Pain Is Only Felt When Wounded, Right?

Disclaimer: I don't own any Metal Gear characters mentioned in this story. They are owned by Kojima.


The pain…I watched as she and Johnny kissed on the altar. I watched as all the guests of honor and the people cheered with grand applause at the touching sight as two people became bound together by law and love. I watched as my eyes grew blurry, not from happiness, but from deep sadness and guilt. Blurry from the pain…of knowing Meryl and I will never be…together again…

I stood up and clapped anyway alongside the rest of the people; I didn't want to be the odd one out…for I have always been that…my whole life I was an odd one out. Meryl and Johnny turned to the crowd and waved, making the people cheer all the louder. I couldn't take it anymore…I had to go. I had to leave…to go somewhere, anywhere from the pain that escalated through my chest.

I slowly got up and shouldered past the crowd, walking away down the isle, walking out of the church, walking away from my happiness.

The pain…nothing else swarmed my mind and vision but that…nothing else mattered now but that. My knee ached; the arthritis starting up in it again… I ignored it…but what I couldn't ignore…was the happy expression and blissful joy on Meryl's face as she turned to the crowd, the ring on her finger that glistened in the light. The happy look between the couple as they had kissed on cue…

I walked on, feeling the pain only increase as each step brought me further and further away from her…from a life I should have had.

"Snake!" shouted a voice, but I continued to walk, not looking back, not stopping. That voice…the voice that set my heart beating with its soft tone. The way it made my mouth curl up and smile like a bumbling idiot. The way it made you feel important that you were being addressed in acknowledgement to her.

She was everything to me, and yet she was only one… She touched my heart…she cared for me…and I left her…due to my own ignorance and judgment of myself.

A hacking cough assailed me, made me stop in my tracks, and I wheezed for breath as the attack of my respiratory system continued. I doubled over with the effort, feeling tears prick my eyes with the sudden pain. But was it the pain from heartbreak? Or one of being truly sick?

"Snake!" I knew it was her and yet I didn't turn around, still trying to catch my breath. However once her hand touched my shoulder and lingered there I felt all the breath I had just collected escape me.

"Snake? Are you all right?" came her question and I knew…I couldn't avoid her anymore… This old man had to face his past, future, and present all rolled up in one woman: Meryl Silverburgh. I didn't care if her last name was now Sasaki…nothing else mattered anymore but the woman in front of me… The woman who wouldn't change to me despite her last name being different and claimed by another man.

"Don't worry about me," I growled as I stood up and turned to look at her. My God…she was beautiful…she was beautiful then and was still beautiful in the past.

"Snake?" Meryl asked, her eyes showing concern in them. There was no love, affection, or heartfelt in her eyes now, just concern. The feeling you expose for a friend… A Friend…

"Don't worry about me. Live. Be happy, and survive Meryl… That is all I want…" I trailed off as emotion choked me.

"Snake…" Meryl trailed off as well and then I knew; I had to go. I didn't want her to see my anguish. I only wanted her to feel happy for herself and those she loved.

I took off running as fast as my old self would allow it and heard Meryl shout out my name. I knew she would never chase after me in that beautiful white dress and matching shoes on her feet.

Pain is only felt when wounded, right? I asked myself as I heard Meryl's shouts get less audible in the distance. Your heart only feels pain when it stops breathing; when it stops doing its job…right?

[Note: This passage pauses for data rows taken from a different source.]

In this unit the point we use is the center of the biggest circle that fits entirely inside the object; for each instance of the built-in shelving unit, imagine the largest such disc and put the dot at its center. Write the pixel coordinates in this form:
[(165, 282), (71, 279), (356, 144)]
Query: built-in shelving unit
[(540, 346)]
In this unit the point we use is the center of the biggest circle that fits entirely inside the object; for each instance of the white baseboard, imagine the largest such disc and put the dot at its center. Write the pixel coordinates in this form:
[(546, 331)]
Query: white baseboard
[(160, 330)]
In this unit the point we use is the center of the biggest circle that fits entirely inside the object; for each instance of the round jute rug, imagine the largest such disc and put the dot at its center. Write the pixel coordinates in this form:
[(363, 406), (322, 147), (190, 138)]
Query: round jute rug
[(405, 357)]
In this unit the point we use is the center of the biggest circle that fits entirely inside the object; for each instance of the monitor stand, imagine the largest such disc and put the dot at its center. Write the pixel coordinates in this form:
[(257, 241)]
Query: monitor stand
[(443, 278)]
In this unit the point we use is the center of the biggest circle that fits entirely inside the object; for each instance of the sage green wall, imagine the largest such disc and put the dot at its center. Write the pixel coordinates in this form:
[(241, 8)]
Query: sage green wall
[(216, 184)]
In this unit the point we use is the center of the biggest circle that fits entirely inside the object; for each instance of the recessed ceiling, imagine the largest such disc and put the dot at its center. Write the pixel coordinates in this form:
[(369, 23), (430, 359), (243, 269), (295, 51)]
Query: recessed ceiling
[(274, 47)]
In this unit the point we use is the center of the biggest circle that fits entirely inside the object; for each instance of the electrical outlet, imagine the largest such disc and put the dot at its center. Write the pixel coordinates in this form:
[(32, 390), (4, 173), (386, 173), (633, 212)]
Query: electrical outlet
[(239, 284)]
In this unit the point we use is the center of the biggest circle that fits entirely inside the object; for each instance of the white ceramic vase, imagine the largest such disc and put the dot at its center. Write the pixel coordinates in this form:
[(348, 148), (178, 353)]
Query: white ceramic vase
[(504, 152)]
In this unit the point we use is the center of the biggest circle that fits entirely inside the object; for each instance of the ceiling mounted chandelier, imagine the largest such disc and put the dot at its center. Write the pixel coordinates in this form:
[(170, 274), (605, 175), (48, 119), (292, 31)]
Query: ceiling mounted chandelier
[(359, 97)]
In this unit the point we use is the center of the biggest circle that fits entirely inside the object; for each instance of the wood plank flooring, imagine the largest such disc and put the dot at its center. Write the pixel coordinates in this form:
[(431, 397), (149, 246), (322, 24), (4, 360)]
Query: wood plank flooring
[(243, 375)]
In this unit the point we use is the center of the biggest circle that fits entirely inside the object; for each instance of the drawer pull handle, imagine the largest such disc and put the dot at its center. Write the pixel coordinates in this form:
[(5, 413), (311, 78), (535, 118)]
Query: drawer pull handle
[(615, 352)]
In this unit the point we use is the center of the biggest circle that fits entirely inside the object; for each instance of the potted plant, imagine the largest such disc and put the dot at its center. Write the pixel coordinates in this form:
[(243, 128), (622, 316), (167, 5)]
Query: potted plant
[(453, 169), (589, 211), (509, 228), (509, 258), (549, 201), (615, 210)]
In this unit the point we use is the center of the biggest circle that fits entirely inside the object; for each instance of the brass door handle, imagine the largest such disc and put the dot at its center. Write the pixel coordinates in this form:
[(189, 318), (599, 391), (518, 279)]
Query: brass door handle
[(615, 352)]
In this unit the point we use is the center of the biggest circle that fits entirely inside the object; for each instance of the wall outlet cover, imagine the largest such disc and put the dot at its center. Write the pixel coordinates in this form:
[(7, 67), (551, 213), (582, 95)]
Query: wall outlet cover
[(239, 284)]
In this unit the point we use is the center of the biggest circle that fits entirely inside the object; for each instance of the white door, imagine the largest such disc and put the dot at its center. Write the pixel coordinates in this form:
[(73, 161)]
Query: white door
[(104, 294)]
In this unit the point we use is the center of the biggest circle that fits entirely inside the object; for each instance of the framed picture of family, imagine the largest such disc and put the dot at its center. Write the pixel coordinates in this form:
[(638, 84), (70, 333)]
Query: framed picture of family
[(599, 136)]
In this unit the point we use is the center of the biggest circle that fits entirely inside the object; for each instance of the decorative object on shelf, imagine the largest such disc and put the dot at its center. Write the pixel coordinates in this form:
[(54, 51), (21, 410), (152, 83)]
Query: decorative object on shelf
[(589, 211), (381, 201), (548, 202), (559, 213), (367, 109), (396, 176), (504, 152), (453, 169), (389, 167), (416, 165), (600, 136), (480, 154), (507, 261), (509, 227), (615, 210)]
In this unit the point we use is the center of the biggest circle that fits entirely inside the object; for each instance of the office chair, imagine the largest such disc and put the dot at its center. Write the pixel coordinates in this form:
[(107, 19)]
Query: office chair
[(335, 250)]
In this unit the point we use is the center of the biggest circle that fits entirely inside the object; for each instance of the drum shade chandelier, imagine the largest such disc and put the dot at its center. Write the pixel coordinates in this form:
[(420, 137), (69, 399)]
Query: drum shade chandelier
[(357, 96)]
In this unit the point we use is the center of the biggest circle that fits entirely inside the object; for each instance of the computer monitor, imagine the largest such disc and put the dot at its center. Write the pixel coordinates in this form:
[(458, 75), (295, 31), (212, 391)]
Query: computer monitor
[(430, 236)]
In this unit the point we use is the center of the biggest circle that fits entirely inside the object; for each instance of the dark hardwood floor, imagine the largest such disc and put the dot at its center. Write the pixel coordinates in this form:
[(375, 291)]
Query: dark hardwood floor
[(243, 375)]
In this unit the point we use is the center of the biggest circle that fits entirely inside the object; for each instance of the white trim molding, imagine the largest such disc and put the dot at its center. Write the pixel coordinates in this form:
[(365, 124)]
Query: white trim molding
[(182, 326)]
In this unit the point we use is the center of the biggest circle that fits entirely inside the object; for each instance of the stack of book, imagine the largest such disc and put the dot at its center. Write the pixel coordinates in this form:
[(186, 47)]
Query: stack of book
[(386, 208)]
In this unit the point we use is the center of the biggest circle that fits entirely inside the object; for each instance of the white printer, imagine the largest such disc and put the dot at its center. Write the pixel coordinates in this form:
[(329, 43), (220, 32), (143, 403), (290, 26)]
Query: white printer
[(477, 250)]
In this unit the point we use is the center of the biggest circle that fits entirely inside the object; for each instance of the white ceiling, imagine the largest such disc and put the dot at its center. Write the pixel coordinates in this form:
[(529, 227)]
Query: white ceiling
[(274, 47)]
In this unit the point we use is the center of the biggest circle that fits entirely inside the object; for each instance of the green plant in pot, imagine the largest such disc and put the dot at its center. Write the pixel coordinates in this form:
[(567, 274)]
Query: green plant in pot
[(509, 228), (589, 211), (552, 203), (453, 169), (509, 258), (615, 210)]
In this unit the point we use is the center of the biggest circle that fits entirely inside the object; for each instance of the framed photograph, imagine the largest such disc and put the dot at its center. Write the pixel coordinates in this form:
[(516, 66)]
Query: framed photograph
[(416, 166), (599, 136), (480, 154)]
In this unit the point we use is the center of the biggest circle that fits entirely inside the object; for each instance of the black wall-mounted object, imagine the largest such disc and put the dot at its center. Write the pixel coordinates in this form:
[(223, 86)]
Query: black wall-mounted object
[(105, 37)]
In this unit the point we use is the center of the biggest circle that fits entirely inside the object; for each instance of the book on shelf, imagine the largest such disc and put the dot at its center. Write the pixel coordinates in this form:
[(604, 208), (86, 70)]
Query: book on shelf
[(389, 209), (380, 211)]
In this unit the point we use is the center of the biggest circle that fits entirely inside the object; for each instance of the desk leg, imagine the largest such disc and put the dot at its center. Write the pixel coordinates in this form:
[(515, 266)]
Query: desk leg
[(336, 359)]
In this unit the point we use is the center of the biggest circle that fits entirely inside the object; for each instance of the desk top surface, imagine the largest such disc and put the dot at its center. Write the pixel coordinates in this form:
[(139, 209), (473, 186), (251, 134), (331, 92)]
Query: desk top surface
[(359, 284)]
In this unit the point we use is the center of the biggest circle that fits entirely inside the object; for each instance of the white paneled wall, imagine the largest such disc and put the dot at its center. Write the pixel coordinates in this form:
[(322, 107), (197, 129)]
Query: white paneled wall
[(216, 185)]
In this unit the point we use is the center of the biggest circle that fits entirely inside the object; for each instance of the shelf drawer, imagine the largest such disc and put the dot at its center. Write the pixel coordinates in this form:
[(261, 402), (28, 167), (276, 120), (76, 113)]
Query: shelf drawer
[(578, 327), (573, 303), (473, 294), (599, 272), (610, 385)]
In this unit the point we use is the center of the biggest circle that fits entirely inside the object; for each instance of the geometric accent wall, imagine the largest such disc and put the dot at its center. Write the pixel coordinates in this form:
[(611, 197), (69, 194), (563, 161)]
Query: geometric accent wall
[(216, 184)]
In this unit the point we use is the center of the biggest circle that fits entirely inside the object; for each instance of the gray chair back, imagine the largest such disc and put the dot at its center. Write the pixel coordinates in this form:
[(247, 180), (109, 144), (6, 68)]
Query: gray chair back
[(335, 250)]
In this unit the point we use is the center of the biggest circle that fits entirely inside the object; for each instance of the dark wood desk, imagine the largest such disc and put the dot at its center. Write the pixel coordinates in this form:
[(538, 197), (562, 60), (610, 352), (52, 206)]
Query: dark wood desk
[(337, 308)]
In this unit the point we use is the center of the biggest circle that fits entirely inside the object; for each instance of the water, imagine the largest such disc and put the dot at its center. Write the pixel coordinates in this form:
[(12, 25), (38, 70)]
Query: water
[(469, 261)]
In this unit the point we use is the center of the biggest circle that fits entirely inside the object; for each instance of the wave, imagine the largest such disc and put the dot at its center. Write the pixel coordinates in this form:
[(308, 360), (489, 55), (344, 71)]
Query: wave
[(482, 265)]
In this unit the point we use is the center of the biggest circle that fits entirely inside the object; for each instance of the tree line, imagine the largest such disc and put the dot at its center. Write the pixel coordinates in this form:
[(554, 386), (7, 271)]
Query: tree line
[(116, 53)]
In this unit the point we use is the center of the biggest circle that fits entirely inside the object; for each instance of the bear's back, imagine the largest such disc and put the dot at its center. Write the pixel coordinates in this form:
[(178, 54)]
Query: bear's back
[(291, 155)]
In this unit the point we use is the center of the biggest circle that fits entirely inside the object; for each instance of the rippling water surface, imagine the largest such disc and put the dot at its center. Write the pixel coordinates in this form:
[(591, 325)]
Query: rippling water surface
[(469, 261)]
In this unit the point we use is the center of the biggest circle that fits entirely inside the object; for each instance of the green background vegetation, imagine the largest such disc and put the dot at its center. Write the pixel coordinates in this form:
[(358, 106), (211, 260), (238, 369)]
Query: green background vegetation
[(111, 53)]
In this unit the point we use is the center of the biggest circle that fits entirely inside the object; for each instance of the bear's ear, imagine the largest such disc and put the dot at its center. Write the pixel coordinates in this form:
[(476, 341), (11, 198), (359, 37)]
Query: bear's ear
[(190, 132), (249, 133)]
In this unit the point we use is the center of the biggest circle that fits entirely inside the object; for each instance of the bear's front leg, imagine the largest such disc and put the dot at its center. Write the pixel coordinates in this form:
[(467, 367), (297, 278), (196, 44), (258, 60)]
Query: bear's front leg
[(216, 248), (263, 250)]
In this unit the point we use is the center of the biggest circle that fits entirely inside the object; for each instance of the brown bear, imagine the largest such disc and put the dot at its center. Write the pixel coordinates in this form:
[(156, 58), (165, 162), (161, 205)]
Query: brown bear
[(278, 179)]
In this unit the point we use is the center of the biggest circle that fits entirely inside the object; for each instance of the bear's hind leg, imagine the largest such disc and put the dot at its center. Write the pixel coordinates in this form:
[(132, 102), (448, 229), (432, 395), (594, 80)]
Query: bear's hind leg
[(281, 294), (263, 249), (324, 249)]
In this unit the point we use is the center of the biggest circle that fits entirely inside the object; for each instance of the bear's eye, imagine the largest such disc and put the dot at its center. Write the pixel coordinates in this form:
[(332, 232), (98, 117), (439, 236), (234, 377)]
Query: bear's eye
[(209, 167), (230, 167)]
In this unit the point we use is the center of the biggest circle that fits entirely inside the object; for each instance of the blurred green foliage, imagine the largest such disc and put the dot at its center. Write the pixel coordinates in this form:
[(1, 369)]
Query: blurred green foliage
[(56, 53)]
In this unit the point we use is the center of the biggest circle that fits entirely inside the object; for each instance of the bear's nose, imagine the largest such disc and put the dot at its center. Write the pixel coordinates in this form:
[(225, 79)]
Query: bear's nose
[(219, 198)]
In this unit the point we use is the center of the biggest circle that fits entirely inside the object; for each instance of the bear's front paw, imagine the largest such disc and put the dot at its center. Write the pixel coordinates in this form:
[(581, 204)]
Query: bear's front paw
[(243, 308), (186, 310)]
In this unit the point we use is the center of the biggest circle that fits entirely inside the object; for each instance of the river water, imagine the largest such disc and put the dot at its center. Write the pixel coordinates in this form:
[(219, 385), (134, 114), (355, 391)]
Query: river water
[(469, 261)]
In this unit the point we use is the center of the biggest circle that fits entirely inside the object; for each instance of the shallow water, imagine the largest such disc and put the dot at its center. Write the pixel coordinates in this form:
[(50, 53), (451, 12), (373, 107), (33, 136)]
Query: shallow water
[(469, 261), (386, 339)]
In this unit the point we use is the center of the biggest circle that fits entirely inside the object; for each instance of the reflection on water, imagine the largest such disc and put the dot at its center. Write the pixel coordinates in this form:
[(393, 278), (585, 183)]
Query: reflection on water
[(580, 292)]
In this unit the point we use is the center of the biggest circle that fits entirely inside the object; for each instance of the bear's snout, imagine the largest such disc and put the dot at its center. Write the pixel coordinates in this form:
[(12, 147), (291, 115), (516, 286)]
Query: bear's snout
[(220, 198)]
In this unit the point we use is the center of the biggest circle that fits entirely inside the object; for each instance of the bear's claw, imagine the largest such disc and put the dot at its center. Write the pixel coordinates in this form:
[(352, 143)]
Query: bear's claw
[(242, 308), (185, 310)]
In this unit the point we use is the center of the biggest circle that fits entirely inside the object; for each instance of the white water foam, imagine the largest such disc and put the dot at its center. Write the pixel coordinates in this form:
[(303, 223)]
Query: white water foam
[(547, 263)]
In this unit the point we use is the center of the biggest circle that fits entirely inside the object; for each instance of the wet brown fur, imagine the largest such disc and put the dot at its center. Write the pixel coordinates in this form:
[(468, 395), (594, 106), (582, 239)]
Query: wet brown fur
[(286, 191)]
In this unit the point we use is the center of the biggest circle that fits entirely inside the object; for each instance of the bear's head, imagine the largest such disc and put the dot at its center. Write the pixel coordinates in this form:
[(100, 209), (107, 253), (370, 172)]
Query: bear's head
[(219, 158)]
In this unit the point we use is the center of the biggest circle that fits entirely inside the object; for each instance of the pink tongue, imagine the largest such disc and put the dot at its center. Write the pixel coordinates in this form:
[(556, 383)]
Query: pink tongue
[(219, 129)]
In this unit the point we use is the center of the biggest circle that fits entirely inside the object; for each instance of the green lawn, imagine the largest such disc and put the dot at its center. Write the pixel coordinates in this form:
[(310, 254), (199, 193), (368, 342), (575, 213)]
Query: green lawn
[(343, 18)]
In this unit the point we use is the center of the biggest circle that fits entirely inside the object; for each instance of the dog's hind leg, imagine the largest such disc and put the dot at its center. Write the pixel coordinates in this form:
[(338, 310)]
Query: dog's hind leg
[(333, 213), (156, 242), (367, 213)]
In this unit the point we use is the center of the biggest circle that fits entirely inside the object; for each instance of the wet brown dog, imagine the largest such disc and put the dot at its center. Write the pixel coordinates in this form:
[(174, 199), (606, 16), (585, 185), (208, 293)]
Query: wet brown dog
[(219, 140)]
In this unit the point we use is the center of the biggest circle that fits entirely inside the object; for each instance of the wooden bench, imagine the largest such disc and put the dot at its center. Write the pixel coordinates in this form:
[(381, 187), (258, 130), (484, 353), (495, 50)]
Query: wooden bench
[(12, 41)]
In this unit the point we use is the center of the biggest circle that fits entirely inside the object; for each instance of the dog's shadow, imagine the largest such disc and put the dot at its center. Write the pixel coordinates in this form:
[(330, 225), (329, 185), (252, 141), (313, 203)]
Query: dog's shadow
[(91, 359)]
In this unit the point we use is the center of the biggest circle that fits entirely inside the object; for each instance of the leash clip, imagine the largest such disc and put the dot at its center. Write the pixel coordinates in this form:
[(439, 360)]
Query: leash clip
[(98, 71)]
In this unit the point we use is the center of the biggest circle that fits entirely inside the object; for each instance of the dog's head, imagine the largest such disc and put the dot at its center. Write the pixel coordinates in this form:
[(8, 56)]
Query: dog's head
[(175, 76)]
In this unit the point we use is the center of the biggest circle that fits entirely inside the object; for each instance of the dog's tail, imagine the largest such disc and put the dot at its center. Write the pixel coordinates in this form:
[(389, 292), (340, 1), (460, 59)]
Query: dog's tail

I felt the wetness make its trail down my cheeks and I knew that it wasn't raining… I was crying…for the first time since I was a young boy.

Meryl… I love you now…and I will love you forever…. I hope that man Johnny keeps you safe and happy…because I sure couldn't…and never will. Do not forget me…but only think of me in the lightest of regards….

The pain escalated even more as I felt my soul cry out before shattering into pieces. I felt numb, I felt like nothing…. Meryl was something…she made me into something I could never ever forget…

The shouts continued...I could still hear them, even above all of the distance I have put between myself and my love... The shouts called for elaboration...beseeching that I come back and explain... However...there was no way I could turn back and tell her what and how I felt... Meryl doesn't deserve to live with a snake in her life. The tears continued and I refused to wipe them away...refused to do anything else but move as far away from the happy couple as humanly possible.

Meryl...

Pain is only felt when wounded, right?


A/N: This pairing…makes me get the feels… I wanted these two to be together and when I heard that Meryl married Johnny…I felt instant anger and sadness… Poor Snake…

I hope you liked this oneshot :D Have a great day!